In alcuni casi la persona ha già rapporti difficili con servizi, banche o strutture. Qui possono intrecciarsi altri strumenti di tutela dei diritti, come quelli descritti nella guida sul Garante disabilità. Non sono la stessa cosa. L’amministratore di sostegno interviene sulla capacità di agire nei rapporti giuridici quotidiani; il Garante interviene su discriminazioni e diritti delle persone con disabilità. A volte, nella pratica, le due strade si toccano.
I diritti della persona beneficiaria
Il beneficiario resta una persona, non un fascicolo. Deve essere ascoltato. Deve conoscere, per quanto possibile, cosa sta succedendo. Conserva la capacità di compiere gli atti non riservati all’amministratore o non subordinati alla sua assistenza. Può chiedere la modifica del decreto. Può far valere le proprie aspirazioni, abitudini, relazioni.
Questo è il cuore della riforma del 2004: proteggere senza cancellare. Una misura che dimentica la volontà della persona smette di essere sostegno e diventa solo amministrazione di cose.
L’abilismo entra spesso da qui, anche senza cattiva intenzionalità: trattare chi ha bisogno di aiuto come se non avesse più nulla da dire.
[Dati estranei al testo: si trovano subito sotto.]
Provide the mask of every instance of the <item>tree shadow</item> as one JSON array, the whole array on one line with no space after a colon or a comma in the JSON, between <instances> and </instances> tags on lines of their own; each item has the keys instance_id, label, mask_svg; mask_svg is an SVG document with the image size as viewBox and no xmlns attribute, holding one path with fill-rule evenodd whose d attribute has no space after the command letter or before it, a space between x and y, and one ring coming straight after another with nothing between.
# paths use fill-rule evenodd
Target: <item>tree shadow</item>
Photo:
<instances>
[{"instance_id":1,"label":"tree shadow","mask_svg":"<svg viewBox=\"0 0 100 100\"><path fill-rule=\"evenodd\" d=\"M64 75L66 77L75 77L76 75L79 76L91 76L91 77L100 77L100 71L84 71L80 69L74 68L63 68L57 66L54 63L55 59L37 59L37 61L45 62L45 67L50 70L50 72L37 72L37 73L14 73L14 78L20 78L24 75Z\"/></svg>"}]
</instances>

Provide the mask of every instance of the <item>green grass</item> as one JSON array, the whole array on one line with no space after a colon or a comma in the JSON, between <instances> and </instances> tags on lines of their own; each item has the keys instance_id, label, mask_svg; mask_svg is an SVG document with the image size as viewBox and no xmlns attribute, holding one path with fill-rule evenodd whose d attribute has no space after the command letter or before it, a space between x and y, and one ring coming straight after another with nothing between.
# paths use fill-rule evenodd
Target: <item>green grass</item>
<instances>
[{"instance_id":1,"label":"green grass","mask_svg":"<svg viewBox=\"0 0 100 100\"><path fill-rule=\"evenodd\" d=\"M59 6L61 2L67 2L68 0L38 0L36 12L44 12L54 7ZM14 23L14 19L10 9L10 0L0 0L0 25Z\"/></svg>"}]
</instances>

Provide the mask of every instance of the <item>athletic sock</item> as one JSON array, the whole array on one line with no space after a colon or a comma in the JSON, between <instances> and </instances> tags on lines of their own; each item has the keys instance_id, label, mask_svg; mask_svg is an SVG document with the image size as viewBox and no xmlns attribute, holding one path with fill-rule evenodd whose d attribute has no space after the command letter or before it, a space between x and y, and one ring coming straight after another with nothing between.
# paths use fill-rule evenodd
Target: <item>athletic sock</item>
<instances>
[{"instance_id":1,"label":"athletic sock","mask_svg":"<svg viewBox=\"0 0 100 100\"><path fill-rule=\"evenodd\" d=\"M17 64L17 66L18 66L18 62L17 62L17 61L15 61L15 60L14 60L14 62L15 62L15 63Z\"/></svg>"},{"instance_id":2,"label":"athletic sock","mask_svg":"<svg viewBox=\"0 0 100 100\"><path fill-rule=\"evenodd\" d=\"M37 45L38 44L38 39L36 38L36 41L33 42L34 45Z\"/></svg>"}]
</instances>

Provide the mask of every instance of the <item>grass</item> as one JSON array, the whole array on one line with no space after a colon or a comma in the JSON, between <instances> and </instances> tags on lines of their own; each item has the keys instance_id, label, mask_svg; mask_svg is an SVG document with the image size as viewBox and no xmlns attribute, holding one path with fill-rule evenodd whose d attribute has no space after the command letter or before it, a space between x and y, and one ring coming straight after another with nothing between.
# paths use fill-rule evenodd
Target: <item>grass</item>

La legge punta nella direzione opposta. Il sostegno serve a rendere esercitabili diritti e interessi, non a spegnerli.
Durata, modifica e revoca
L’incarico può essere a tempo determinato o indeterminato. Può nascere per una fase — una malattia, una convalescenza, una gestione patrimoniale limitata — e poi chiudersi. Può restare aperto se la condizione lo richiede, con un controllo periodico.
Il giudice può modificare il decreto quando cambiano le esigenze. Può sostituire l’amministratore. Può dichiarare la cessazione della misura. Se l’amministrazione di sostegno si rivela inidonea a tutelare pienamente il beneficiario, e se emergono i presupposti di interdizione o inabilitazione, il giudice tutelare ne informa il pubblico ministero.
Esistono anche raccordi con le misure già esistenti. Se la persona è interdetta o inabilitata, l’amministrazione di sostegno può essere chiesta insieme alla revoca di quelle misure. Se durante un giudizio di interdizione appare sufficiente il sostegno, gli atti possono passare al giudice tutelare. Il sistema è pensato per muoversi, non per irrigidirsi.
Falsi miti da smontare
Il primo mito: «Se nomino un amministratore, perdo tutti i diritti». No. Perdi, o meglio: vedi limitati, solo gli atti che il decreto indica. Il resto resta tuo.
Il secondo: «Serve per forza un avvocato». Il Ministero della Giustizia indica che l’assistenza legale non è necessaria per presentare il ricorso. In casi complessi può essere utile. Non è un obbligo di ingresso.
Il terzo: «Deve essere un familiare». Spesso lo è. Non sempre è la scelta migliore. Conta l’interesse del beneficiario.
Il quarto: «È uguale all’interdizione». Non lo è. È più flessibile, più proporzionata, e oggi è la misura preferenziale.
Il quinto: «Una volta aperta, non si cambia più». Si modifica. Si revoca. Si aggiorna. Il decreto non è una condanna definitiva: è uno strumento di protezione rivedibile.
Il sesto: «Riguarda solo chi ha una disabilità grave e permanente». La legge parla anche di impossibilità parziale o temporanea. La durata e l’intensità della misura seguono la vita della persona, non uno stereotipo.
Una misura di cura, non una sentenza sulla persona
Torniamo allo sportello. La firma che non arriva non è un dettaglio burocratico. È la differenza tra pagare la retta e accumulare mora, tra rinnovare una terapia e interromperla, tra tenere la casa e perderla.
L’amministratore di sostegno esiste perché l’ordinamento ha deciso che, di fronte a una fragilità, la risposta non deve essere automaticamente la spoliazione della capacità. Deve essere un accompagnamento calibrato, controllato dal giudice, costruito intorno a ciò che la persona riesce ancora a fare e a ciò che non riesce più a fare da sola.
Non risolve tutto. Non elimina la fatica delle famiglie. Non sostituisce servizi sociali, sanità, reti associative. Ma toglie un pezzo di muro. E a volte, in cancelleria come in banca, un pezzo di muro in meno è la differenza tra restare fuori e poter continuare a vivere la propria vita.